Transcriptional control of hepatic lipid metabolism by SREBP and ChREBP

Abstract

The liver is a central organ that controls systemic energy homeostasis and nutrient metabolism. Dietary carbohydrates and lipids, and fatty acids derived from adipose tissue are delivered to the liver, and utilized for gluconeogenesis, lipogenesis, and ketogenesis, which are tightly regulated by hormonal and neural signals. Hepatic lipogenesis is activated primarily by insulin that is secreted from the pancreas after a high-carbohydrate meal. Sterol regulatory element binding protein-1c (SREBP-1c) and carbohydrate-responsive element-binding protein (ChREBP) are major transcriptional regulators that induce key lipogenic enzymes to promote lipogenesis in the liver. Sterol regulatory element binding protein-1c is activated by insulin through complex signaling cascades that control SREBP-1c at both transcriptional and posttranslational levels. Carbohydrate-responsive element-binding protein is activated by glucose independently of insulin. Here, the authors attempt to summarize the current understanding of the molecular mechanism for the transcriptional regulation of hepatic lipogenesis, focusing on recent studies that explore the signaling pathways controlling SREBPs and ChREBP.

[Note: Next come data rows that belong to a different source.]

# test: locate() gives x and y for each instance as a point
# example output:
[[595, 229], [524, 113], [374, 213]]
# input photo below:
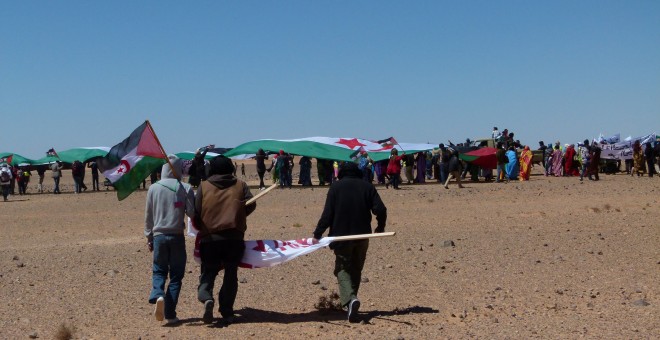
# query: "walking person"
[[454, 167], [95, 176], [394, 169], [168, 201], [56, 173], [347, 211], [222, 222], [585, 154], [261, 158], [5, 180]]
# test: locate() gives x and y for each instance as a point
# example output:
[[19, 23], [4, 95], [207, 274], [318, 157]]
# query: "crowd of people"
[[514, 161]]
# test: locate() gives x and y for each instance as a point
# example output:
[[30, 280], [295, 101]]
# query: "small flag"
[[51, 153], [7, 159], [128, 163], [357, 152]]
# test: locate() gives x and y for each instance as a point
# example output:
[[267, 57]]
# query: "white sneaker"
[[159, 311], [171, 322]]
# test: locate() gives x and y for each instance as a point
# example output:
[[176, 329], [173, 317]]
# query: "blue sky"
[[86, 73]]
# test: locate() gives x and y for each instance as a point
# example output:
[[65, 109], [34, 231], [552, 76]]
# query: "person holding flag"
[[222, 222], [56, 173], [347, 211], [168, 201]]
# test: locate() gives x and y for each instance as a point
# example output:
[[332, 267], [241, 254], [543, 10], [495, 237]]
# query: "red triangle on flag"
[[148, 145]]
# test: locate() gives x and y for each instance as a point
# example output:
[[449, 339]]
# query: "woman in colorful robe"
[[512, 168], [570, 166], [639, 161], [525, 164], [421, 167], [556, 159]]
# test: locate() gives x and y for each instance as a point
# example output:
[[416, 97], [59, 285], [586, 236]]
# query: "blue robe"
[[512, 168]]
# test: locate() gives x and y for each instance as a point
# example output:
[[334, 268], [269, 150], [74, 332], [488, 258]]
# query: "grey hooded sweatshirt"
[[168, 201]]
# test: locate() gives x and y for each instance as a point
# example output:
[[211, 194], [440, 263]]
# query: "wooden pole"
[[362, 236], [253, 199]]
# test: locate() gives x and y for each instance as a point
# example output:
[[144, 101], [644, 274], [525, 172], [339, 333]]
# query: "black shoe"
[[353, 308], [208, 311]]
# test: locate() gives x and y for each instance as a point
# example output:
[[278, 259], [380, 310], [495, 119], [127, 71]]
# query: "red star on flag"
[[350, 143]]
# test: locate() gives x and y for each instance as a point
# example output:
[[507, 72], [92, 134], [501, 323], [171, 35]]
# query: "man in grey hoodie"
[[168, 201]]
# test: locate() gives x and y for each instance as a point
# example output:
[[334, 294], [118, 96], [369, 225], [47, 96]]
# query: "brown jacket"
[[220, 201]]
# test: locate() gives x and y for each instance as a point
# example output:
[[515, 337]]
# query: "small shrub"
[[65, 332]]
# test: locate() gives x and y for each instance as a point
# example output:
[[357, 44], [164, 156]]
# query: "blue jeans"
[[57, 185], [169, 256], [500, 169], [585, 166], [444, 172]]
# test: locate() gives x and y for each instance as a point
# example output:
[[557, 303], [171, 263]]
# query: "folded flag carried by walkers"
[[269, 253], [128, 163]]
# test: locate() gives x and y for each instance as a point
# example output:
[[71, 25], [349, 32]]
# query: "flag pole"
[[253, 199], [153, 133], [362, 236]]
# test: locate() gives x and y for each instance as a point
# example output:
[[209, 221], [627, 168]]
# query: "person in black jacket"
[[347, 211]]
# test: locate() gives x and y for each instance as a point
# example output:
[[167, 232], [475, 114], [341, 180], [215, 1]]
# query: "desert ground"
[[550, 258]]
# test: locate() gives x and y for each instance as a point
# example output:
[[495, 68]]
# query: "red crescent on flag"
[[124, 167]]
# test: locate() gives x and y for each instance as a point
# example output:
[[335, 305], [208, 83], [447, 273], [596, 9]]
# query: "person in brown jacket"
[[222, 221]]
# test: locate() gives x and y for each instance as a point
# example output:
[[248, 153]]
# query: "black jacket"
[[349, 205]]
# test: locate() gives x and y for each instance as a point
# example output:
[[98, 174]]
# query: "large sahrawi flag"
[[128, 163], [268, 253]]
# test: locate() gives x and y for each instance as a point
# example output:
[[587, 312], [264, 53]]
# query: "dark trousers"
[[217, 255], [5, 191], [261, 179], [349, 262]]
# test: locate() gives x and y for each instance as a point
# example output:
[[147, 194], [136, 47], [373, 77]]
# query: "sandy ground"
[[549, 258]]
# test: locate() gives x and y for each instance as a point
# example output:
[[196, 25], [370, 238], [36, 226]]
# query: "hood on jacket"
[[177, 163], [222, 181]]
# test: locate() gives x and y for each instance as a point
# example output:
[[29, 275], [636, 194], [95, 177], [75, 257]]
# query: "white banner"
[[623, 150], [269, 253]]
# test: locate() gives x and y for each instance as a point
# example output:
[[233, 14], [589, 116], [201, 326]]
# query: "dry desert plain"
[[550, 258]]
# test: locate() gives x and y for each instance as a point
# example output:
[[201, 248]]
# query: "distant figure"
[[454, 168], [77, 170], [394, 169], [639, 161], [512, 168], [95, 175], [500, 155], [56, 173], [649, 154], [305, 178], [585, 155], [320, 170], [496, 134], [222, 222], [24, 175], [556, 159], [41, 171], [261, 158], [168, 201], [525, 163], [594, 165]]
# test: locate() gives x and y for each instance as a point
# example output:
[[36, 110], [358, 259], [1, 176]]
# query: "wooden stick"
[[253, 199], [362, 236]]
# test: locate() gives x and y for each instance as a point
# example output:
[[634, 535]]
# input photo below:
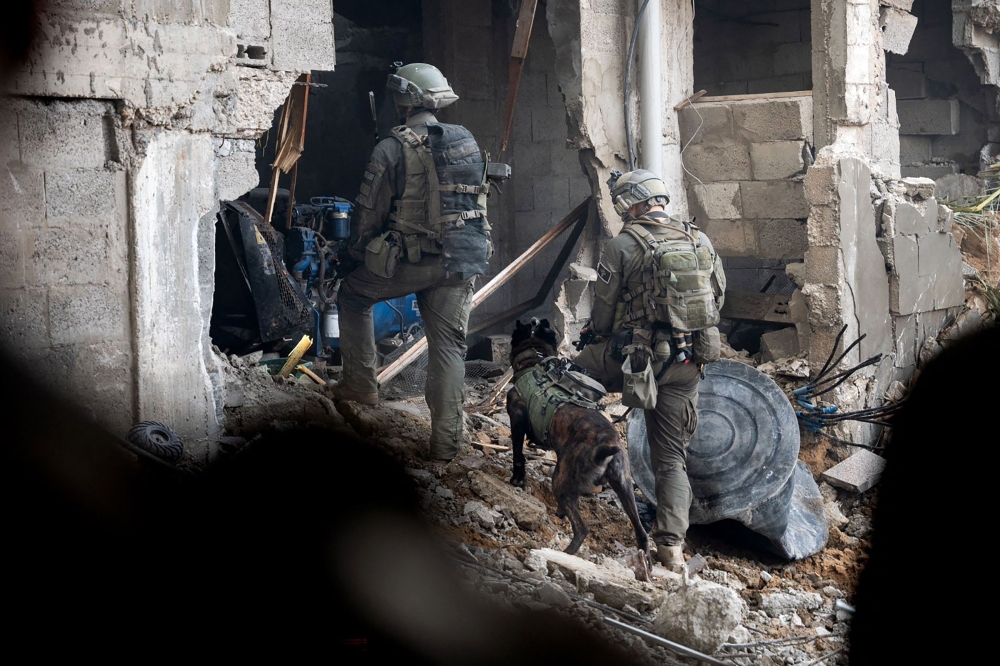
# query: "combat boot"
[[340, 392], [671, 557]]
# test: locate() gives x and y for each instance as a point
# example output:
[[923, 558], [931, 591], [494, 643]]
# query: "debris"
[[553, 595], [310, 374], [527, 511], [701, 615], [776, 603], [295, 356], [858, 473]]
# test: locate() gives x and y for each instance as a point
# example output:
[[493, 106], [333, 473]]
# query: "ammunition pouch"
[[639, 387], [383, 254], [707, 346]]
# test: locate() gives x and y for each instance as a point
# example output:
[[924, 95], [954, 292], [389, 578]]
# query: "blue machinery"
[[319, 233]]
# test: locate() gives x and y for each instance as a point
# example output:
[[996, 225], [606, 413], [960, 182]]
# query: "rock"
[[482, 514], [553, 595], [528, 512], [777, 603], [701, 615], [858, 473], [421, 476], [740, 635], [860, 526], [610, 582]]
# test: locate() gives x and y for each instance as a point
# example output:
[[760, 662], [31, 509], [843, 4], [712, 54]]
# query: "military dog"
[[588, 448]]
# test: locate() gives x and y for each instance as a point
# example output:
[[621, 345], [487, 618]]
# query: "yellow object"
[[295, 356], [311, 375]]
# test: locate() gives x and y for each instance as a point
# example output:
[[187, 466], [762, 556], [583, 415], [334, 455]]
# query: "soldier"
[[419, 227], [659, 291]]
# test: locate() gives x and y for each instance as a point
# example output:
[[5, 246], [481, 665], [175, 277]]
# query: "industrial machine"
[[292, 270]]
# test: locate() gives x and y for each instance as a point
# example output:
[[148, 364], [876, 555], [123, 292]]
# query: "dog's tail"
[[604, 452]]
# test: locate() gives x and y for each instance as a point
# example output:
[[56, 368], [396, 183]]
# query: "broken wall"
[[110, 214], [760, 46], [945, 112]]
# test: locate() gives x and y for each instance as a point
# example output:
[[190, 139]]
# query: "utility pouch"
[[639, 388], [707, 345], [412, 248], [619, 340], [382, 255], [662, 350]]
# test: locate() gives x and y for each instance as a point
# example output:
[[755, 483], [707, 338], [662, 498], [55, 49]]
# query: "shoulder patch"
[[604, 273]]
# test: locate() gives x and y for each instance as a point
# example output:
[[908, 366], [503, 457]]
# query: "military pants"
[[444, 304], [669, 428]]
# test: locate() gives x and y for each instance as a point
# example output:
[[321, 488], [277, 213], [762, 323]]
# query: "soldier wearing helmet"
[[419, 227], [659, 290]]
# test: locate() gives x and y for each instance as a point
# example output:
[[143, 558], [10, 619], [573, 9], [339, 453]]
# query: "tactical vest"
[[676, 286], [550, 384], [443, 207]]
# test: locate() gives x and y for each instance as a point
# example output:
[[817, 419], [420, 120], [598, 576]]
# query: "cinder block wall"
[[945, 113], [64, 269], [746, 161], [756, 46]]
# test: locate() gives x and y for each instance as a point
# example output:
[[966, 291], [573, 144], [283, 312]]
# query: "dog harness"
[[550, 384]]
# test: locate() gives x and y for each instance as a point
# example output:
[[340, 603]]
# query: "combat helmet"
[[635, 187], [420, 85]]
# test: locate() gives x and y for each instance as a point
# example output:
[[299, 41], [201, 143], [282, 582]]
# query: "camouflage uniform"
[[669, 427]]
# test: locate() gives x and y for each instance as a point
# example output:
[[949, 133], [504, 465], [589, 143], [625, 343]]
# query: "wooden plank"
[[755, 306], [740, 98], [498, 281], [522, 35]]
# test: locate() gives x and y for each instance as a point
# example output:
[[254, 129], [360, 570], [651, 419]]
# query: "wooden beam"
[[498, 281]]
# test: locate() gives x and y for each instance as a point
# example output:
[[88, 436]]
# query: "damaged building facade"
[[808, 162]]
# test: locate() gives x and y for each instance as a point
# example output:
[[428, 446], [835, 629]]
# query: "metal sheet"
[[743, 461]]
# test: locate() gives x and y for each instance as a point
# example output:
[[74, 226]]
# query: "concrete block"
[[784, 119], [718, 163], [712, 123], [911, 220], [24, 320], [11, 259], [781, 239], [858, 473], [68, 134], [716, 201], [897, 29], [930, 171], [22, 197], [777, 159], [928, 116], [731, 237], [302, 35], [914, 149], [70, 255], [783, 343], [794, 58], [81, 197], [907, 83], [774, 199], [91, 313]]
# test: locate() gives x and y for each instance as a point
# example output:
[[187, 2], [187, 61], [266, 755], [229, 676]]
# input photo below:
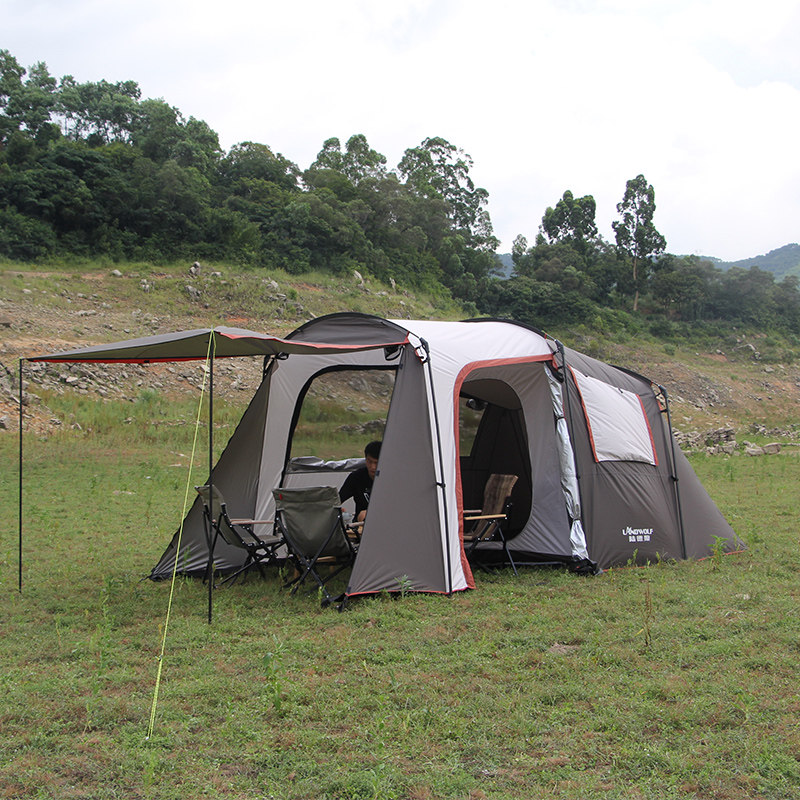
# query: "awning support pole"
[[210, 570], [19, 560]]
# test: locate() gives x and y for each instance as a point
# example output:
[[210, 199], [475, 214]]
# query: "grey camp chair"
[[487, 524], [310, 520], [238, 533]]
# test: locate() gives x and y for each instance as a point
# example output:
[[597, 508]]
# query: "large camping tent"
[[601, 481]]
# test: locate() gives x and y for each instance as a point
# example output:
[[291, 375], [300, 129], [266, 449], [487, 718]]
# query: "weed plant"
[[678, 680]]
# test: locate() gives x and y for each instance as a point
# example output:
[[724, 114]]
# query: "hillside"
[[780, 262], [733, 385]]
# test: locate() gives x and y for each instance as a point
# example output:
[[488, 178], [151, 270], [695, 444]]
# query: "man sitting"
[[358, 484]]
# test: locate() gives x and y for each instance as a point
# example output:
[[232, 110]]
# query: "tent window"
[[618, 426], [341, 411], [470, 413]]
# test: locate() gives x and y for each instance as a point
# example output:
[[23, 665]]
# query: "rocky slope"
[[717, 397]]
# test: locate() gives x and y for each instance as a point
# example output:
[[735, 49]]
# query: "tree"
[[439, 169], [357, 162], [572, 220], [637, 237]]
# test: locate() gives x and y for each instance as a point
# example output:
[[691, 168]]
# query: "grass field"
[[674, 681]]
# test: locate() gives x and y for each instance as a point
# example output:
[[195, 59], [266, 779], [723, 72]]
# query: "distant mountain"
[[506, 265], [781, 262]]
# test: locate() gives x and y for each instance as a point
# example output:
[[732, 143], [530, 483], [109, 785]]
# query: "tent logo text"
[[637, 534]]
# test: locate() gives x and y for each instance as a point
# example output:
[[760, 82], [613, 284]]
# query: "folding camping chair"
[[310, 521], [486, 524], [238, 533]]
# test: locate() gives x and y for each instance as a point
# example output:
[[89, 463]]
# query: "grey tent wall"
[[402, 540], [236, 476], [629, 508], [702, 519]]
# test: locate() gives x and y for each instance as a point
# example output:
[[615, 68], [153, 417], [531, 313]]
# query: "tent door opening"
[[493, 440]]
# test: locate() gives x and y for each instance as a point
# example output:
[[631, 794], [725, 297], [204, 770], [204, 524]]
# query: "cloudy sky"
[[700, 96]]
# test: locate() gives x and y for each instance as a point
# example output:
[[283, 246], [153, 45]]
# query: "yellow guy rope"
[[209, 355]]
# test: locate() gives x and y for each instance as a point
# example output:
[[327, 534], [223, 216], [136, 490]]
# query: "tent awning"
[[194, 345]]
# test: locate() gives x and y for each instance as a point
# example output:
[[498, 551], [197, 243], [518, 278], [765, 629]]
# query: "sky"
[[702, 97]]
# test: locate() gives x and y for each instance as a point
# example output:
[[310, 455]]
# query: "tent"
[[601, 481]]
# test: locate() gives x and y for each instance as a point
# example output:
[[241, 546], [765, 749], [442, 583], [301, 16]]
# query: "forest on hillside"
[[94, 170]]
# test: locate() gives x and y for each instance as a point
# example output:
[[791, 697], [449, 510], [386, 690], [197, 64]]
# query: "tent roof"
[[334, 333], [228, 342]]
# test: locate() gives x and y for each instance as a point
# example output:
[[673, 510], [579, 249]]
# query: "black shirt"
[[357, 485]]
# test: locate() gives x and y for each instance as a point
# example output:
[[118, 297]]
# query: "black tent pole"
[[441, 481], [570, 425], [20, 479], [675, 472], [210, 467]]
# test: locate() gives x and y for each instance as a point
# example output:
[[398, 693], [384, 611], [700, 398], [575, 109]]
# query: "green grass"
[[674, 681]]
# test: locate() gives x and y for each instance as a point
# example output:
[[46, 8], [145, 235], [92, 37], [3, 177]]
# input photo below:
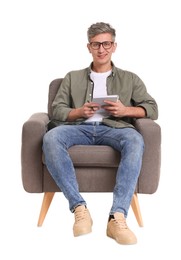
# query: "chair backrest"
[[53, 88]]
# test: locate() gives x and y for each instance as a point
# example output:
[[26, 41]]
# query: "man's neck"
[[101, 68]]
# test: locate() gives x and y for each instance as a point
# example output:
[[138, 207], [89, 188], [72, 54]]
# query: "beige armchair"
[[95, 166]]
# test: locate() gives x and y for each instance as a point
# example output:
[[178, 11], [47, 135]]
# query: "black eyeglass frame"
[[101, 43]]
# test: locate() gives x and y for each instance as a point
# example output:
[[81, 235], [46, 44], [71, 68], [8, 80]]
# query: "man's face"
[[101, 53]]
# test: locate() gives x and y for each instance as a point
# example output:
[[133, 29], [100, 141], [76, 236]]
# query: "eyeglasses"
[[96, 45]]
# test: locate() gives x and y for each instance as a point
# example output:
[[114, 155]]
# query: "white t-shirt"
[[100, 89]]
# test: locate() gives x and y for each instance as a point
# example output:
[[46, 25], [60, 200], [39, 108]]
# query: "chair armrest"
[[150, 173], [33, 131]]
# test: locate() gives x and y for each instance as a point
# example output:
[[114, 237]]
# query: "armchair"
[[98, 162]]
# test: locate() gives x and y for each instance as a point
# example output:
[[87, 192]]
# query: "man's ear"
[[114, 47], [88, 47]]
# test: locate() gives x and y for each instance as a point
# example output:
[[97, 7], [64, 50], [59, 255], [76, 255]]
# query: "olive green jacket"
[[77, 88]]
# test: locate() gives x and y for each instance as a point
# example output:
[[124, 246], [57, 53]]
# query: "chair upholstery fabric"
[[95, 166]]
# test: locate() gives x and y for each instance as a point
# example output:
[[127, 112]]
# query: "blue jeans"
[[125, 140]]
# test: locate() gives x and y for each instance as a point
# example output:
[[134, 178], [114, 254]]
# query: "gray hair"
[[101, 27]]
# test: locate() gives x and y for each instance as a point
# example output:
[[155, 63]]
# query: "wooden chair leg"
[[47, 199], [136, 209]]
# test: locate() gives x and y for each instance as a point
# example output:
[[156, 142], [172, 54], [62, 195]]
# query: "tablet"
[[100, 100]]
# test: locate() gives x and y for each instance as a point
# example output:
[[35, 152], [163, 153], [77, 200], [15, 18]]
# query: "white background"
[[42, 40]]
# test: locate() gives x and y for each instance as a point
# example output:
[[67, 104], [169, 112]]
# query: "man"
[[87, 123]]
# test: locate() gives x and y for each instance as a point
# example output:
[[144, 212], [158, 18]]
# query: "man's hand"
[[117, 109], [89, 108]]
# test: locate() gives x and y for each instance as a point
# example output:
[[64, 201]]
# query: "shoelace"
[[80, 215], [121, 223]]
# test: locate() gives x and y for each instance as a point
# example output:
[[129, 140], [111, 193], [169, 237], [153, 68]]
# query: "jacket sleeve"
[[140, 97], [62, 103]]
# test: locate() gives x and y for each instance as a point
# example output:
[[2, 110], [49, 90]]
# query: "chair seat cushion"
[[94, 156]]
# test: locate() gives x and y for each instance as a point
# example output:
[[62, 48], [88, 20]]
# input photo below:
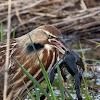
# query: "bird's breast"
[[31, 64]]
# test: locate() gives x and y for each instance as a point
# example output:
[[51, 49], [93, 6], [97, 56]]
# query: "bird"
[[47, 44]]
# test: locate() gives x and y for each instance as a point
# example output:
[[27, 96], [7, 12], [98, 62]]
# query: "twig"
[[7, 52]]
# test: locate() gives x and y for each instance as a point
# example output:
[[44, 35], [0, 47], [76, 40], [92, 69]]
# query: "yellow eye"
[[49, 36]]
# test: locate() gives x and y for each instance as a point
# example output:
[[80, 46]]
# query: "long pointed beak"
[[61, 45]]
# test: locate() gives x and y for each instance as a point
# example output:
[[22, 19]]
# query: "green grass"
[[61, 87], [2, 37]]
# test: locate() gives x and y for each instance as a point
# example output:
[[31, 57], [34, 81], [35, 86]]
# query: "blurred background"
[[78, 20]]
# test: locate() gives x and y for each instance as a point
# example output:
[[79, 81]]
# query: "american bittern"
[[47, 44]]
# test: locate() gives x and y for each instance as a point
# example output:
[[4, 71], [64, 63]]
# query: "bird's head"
[[46, 35]]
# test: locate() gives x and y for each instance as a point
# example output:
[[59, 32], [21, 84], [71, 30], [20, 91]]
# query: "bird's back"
[[30, 62]]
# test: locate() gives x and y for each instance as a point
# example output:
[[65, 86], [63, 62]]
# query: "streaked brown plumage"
[[45, 39]]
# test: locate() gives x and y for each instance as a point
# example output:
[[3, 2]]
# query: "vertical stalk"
[[7, 51]]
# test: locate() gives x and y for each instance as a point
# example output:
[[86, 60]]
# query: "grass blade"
[[2, 37], [60, 83], [37, 93], [32, 79], [14, 33], [28, 91], [83, 57], [47, 79]]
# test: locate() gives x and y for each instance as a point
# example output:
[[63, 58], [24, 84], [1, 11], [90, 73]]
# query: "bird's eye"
[[49, 36]]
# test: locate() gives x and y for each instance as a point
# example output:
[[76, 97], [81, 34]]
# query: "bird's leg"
[[51, 77], [68, 63]]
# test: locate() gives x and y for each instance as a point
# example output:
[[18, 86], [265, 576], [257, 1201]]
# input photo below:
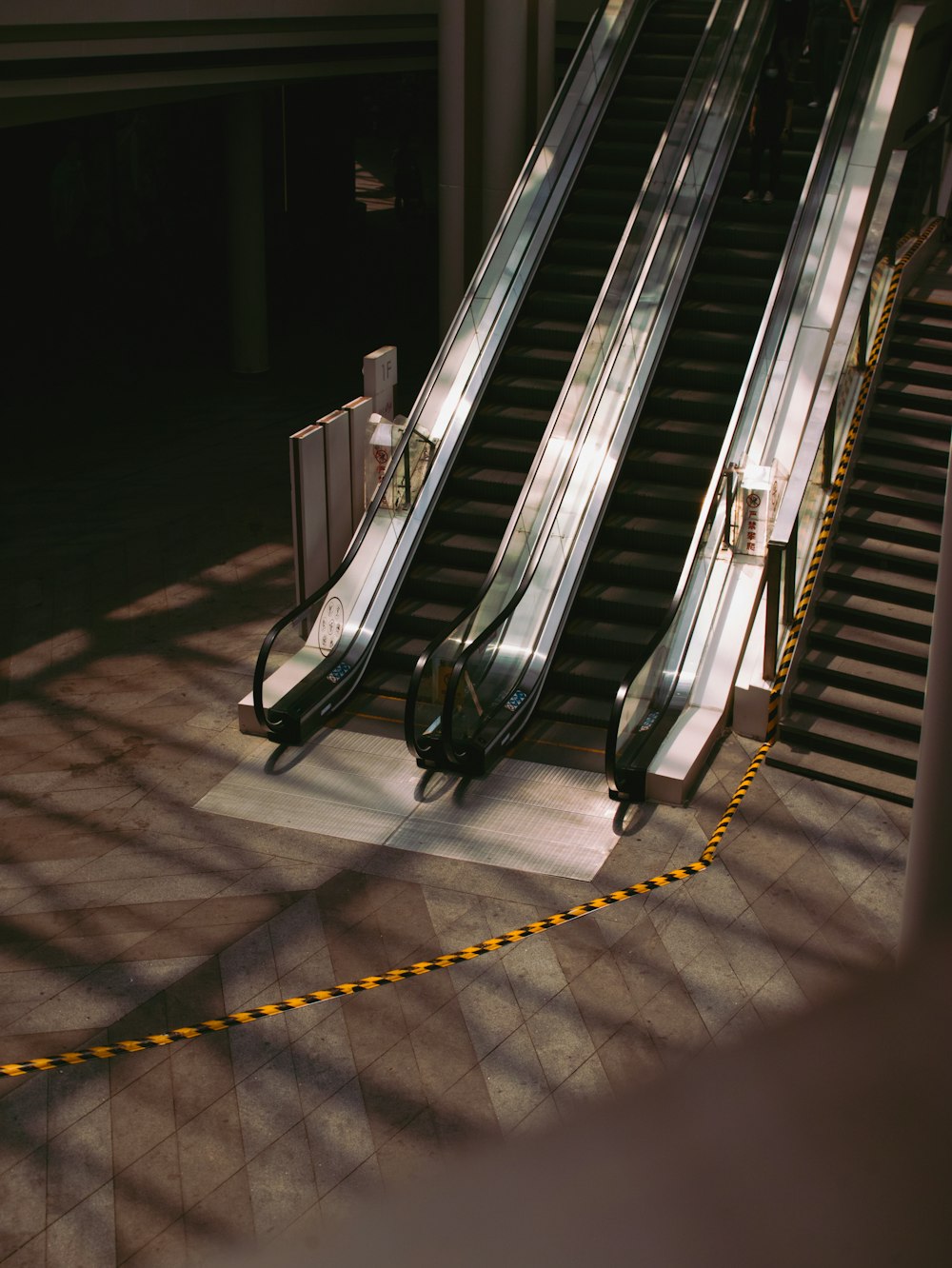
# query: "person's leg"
[[776, 153], [754, 170]]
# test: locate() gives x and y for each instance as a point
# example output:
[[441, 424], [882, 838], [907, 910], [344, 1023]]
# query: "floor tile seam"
[[734, 1012], [875, 934], [432, 1100], [554, 1087], [356, 1165], [771, 1020], [293, 1126], [62, 1215], [757, 945], [46, 1199]]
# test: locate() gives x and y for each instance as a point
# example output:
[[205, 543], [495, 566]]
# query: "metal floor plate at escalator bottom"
[[367, 787]]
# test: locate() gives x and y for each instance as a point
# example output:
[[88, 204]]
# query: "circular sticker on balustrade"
[[329, 626]]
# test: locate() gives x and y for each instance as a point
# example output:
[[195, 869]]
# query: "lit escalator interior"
[[466, 526], [853, 713], [631, 573]]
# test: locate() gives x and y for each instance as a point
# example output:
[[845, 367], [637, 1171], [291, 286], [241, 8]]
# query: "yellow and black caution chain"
[[411, 970], [848, 444], [573, 913]]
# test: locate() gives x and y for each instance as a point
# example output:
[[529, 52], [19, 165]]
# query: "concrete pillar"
[[451, 156], [505, 81], [544, 66], [928, 885], [246, 233]]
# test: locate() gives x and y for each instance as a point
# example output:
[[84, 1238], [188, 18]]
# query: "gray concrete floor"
[[140, 573]]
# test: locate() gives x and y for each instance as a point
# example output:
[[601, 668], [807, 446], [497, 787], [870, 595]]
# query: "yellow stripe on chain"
[[826, 526], [573, 913], [412, 970]]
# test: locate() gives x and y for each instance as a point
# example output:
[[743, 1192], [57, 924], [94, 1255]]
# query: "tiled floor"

Figure 1. Schematic illustration of the proteolytic activation SREBPs

SREBPs are synthesized as ER-anchored precursor forms. Low cellular sterol concentration triggers the release of SCAP-SREBP-2 complex from Insig. Insulin stimulates the transport of SREBP-1c to Golgi. SREBP is sequentially cleaved by S1P and S2P proteases in the Golgi apparatus. The processed SREBP enter the nucleus to activate the transcription of genes regulating fatty acid and cholesterol metabolism.

Figure 2. Insulin promotes SREBP-1c processing

Insulin induces AKT-mediated SREBP-1c phosphorylation, which stimulates the transport of SREBP-1c-SCAP complex to Golgi apparatus. Insulin also induces the degradation of Insig-2a mRNA to promote the Golgi transport and proteolytic processing of SREBP-1c.

Figure 3. Regulation of SREBP by insulin signaling pathway

Insulin activates SREBP-1 through multiple mechanisms. Insulin stimulates SREBP-1c transcription, promotes proteolytic processing, facilitates the nuclear import of the the processed protein, and suppresses the proteosomal degradation of SREBP-1.

Figure 4. Regulation of ChREBP activity

The phosphorylation/dephosphorylation of ChREBPα by PKA/protein phosphatase 2A (PP2A) is involved in ChREBPα nuclear translocation and activation. Acetylation by coactivator CBP/P300 and O-GlcNAcylation by O-GlcNAc transferase (OGT) also contribute to ChREBPα transcriptional activities. ChREBPα forms heterodimer with Max-like protein X (MLX) and binds to the Carbohydrate-response elements (ChoREs) in the nucleus to induce its target genes involved in glycolytic and lipogenic pathways. In the adipose tissue, active ChREBPα induces expression of ChREBPβ, a new ChREBP isoform which lacks the low glucose inhibitory domain (LID), and hence constitutively active regardless of glucose concentration.